Directed by Richard Stanley and from the mind of H.P. Lovecraft, Color Out of Space is a horror/sci-fi with a running time of 111 mins. It stars Nicolas Cage, Joely Richardson, Madeleine Arther, Brendan Meyer, Julian Hilliard, Elliot Knight, and Tommy Chong,
Release date is 6 May 2020 On Demand via Telstra, Google Play, iTunes, Fetch TV, Foxtel & Umbrella Entertainment, Plus DVD & Blu-Ray.
This is a cosmic nightmare about Nathan Gardener (Nicolas Cage) and his family of five. Their retreat to rural life is interrupted by what they think is a meteorite that crashes in their front yard. When the sky goes psychedelic crazy, it's not just a takeover of the colour purple, but an extraterrestrial organism that contaminates everything it touches and infects everything and everyone it can. It seems there is no escape from this hallucinatory prison.
Cage is the patriarch dabbling at raising alpacas and keeping it together while his wife is preoccupied as she recovers from cancer. His daughter dabbles in witchcraft while his older son can be caught stoned or digging into dad's booze cabinet. The youngest just gets lost in the shuffle.
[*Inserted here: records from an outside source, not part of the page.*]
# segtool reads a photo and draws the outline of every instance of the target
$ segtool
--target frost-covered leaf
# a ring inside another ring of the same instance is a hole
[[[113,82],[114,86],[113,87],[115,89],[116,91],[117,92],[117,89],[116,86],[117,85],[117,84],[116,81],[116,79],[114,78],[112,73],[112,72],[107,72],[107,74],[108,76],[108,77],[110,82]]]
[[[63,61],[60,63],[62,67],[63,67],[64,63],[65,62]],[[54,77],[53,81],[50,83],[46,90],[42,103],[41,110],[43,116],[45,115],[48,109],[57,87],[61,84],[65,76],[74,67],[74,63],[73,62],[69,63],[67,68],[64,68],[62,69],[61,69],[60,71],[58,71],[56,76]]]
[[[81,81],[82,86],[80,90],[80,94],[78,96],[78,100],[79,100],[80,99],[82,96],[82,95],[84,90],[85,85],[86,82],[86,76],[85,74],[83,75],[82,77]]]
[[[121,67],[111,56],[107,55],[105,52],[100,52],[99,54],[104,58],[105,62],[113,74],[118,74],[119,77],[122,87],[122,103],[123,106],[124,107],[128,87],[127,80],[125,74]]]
Just your ordinary awkward family going a little batty from being on top of each other, complete with a resident hippy squatter on their property.
Enter the alien meteor and things just escalate around the home front with purple flowers unexpectedly blooming in the garden, strange happenings, static noises and the Gardners themselves exhibiting signs of strange behaviour. Slowly but surely things seem to be changing and mutating subtly at first before full invasion begins.
A little tattered around the edges, Cage still shines in his performance, being the seasoned veteran that he is. From slow burn to full frustration, his behaviour is a marker for the tone of the film that gradually rises to a full bore freakout of all things sticky, icky and filled with pustules. There is no physical monster as such, but the imagination of the reality that could be is the driver in the vehicle that takes you to the grotesque and edge of no escape,
The film is well grounded in emotional reality and all the players are believable. The horror is not over the top where you're going to jump out of your seat, but just an apprehension of what may be revealed. It may surprise you that there exists a sprinkling of humour as well.